NotebookLM open in Zen browser. Related NotebookLM's Latest Trick Is Creating Videos From Your Notes

Tired of reading your notes? NotebookLM will soon let you watch them instead.

How my NotebookLM-generated presentations fit into my broader workflow The tool is great, but the export can be annoying A slide generated from NotebookLM uploaded into Google Slides. Screenshot by Ada

The only real friction point came when I wanted to move the presentation into Google Slides. NotebookLM doesn’t currently support direct exports to Slides, and the available options — sharing a notebook link, downloading the deck as a PDF, or presenting directly from the app — didn't fit my workflow.

To get around this limitation, I settled on a simple workaround. In my browser, on the web app, I right-clicked each slide and selected save image as….

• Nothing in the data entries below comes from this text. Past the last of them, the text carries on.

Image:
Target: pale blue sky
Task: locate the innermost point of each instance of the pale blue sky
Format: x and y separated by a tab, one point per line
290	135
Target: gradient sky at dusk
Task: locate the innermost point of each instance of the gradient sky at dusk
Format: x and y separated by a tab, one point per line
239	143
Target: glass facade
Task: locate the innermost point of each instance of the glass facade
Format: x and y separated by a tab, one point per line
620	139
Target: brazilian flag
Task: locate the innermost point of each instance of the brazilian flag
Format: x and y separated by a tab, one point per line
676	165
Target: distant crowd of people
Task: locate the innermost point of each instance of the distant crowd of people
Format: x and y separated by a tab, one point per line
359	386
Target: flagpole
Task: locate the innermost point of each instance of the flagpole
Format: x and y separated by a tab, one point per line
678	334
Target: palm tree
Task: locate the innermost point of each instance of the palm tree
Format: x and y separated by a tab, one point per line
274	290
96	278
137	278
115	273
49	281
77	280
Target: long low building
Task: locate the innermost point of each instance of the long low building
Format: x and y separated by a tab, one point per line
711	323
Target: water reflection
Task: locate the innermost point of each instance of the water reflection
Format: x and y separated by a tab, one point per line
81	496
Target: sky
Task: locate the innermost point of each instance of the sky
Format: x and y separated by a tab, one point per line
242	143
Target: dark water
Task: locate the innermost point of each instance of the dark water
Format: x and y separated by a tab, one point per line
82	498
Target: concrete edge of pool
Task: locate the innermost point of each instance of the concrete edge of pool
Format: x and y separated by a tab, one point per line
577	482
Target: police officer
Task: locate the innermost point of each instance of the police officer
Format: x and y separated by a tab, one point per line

A notebook in NotebookLM with a generated slide deck expanded across the whole screen and the right-click options displayed. Screenshot by Ada

After downloading all the slide images, I opened Google Slides, created a blank presentation, and uploaded each image using Insert -> Image -> Upload from computer. It’s not an elegant solution, but it works, and it still saves a massive amount of time compared to manually distilling white papers and building slides from scratch. Plus, if a slide doesn't quite hit the nail on the head, I can create another one in Google Slides or use Canva's Magic Studio to edit the slide before uploading it.

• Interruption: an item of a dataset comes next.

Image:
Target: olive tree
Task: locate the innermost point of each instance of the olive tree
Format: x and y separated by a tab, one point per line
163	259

This workflow can be further extended by layering in additional tools. For example, you can generate the speaker notes you’d add to Google Slides using NotebookLM or another AI tool by feeding it the relevant slide images or the full deck. This way, you can select the Presenter Slides format to keep your slides visually clean while still having detailed talking points.

You could also pair NotebookLM with a note-taking tool like Obsidian or Notion to store the summaries, key quotes, and answers to your follow-up questions alongside the original white papers. In that setup, the presentation becomes just one part of a larger research workflow rather than a standalone report.

Illuminate Google Labs experiment Related Speed is great when the summary stays faithful to the source material

Ultimately, NotebookLM enables you to work faster without sacrificing trust in the source material. At every step, you know what the AI tool is summarizing or distilling from, which removes much of the uncertainty that comes with AI-generated output.

If you regularly have to make sense of white papers, audits, or technical reports, NotebookLM offers a practical way to move quickly while staying grounded in your own documents.